Mr Hickson is one of the key speakers at LambEx 2012, a national biennial conference on latest issues and technology in the lamb industry, to be held in Bendigo on Thursday and Friday.
He has 30 years’ experience in meat processing, is a Meat and Wool New Zealand director and farms deer, sheep and cattle on 1200 hectares at Hawkes Bay, NZ.
Mr Hickson said the way in which lamb and skin sales were averaged meant there were some key characteristics of which feedback was not provided to growers. This meant limited capacity for flock improvement.
For example with lamb skins, there was a loss of value because of shearing scar, flystrike, lice damage, fungus or pinhole. Value could change because of differences in area, substance, flatness, rib, tightness, strength and epidermal thickness.
“Any one fault will downgrade a pickled skin … with an approximate $3 loss in value per skin,” he said.
“The incidence of faults in skins will be much the same now as it has always been because we don’t measure, provide feedback and reward farmers with less damage to their pelts. We pay on average.

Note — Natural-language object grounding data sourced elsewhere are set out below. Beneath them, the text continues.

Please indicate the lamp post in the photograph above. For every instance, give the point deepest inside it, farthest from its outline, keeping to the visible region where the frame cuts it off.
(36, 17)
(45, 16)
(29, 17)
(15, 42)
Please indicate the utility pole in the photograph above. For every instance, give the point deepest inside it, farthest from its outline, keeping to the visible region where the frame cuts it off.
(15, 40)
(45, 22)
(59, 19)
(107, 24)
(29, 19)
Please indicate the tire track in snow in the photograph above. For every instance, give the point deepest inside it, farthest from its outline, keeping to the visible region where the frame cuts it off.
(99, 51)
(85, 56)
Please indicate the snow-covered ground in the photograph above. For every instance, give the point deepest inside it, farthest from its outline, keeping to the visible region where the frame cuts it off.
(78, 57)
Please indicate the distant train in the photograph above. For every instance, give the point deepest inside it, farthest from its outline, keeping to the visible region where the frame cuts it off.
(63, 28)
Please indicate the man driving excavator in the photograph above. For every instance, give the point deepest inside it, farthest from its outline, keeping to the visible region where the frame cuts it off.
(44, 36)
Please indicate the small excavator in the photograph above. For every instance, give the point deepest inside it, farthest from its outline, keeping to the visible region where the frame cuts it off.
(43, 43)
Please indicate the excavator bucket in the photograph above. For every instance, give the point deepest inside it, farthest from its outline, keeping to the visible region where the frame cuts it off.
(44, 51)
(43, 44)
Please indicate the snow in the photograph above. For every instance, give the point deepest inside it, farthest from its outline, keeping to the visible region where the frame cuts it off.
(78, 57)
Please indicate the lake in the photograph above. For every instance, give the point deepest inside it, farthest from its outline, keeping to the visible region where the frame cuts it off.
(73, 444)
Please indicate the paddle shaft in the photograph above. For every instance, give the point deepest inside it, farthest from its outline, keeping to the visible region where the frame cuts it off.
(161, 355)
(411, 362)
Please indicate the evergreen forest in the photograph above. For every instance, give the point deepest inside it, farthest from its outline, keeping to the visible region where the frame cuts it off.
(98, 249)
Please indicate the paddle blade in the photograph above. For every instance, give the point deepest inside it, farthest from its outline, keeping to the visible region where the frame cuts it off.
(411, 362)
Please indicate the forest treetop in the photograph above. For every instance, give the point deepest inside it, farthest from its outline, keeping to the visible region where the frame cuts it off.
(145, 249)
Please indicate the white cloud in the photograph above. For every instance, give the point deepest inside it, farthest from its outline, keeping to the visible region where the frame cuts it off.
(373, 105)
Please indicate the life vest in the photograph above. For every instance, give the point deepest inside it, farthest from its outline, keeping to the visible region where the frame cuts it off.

No improvement.”
Mr Hickson said similarly with lamb sales, auction selling and per head buying could only identify liveweight at best and did not account for dressing out yield or measure fat and saleable yield.
“Values are largely determined by carcaseweight, fat content and distribution, yields, age, sex and shape,” he said.
“Animals are all different yet we continue to sell and buy on the basis of averages which hide value differences, precluding the availability of information to optimise decisions regarding future value of production.
There is no measurement, feedback or reinforcement so there is no improvement.
“These value attributes have been implicitly averaged by the buyer to the seller. But the buyer’s customer will pay in accordance with these attributes.”
For wool from skins, Mr Hickson said many companies did not make a separate payment for micron, staple length, colour or vegetable matter and yield, or only paid by weight.
“They all impact on value but because there is no measurement, feedback or reward to the farmer in the sale process we don’t improve wool value other than by weight, if it is reported and paid on.
“The irony is that the next people in the value chain test the wool and adjust their buy price to match the measured result.
"But does that reflect to the farmer and influence a change in behavior to improve future value? No.”
He said focus, teamwork, measurement and feedback were vital to improving stock but the industry often failed on the latter two.
To improve their enterprise, he encouraged farmers to find out from processors:
Who the final customers are for your lamb and its co-products;
What those customers like and are prepared to pay for, or do not like and will discount for, and how they will be measured, and
How, and when, those factors will be reported back in the sale transaction.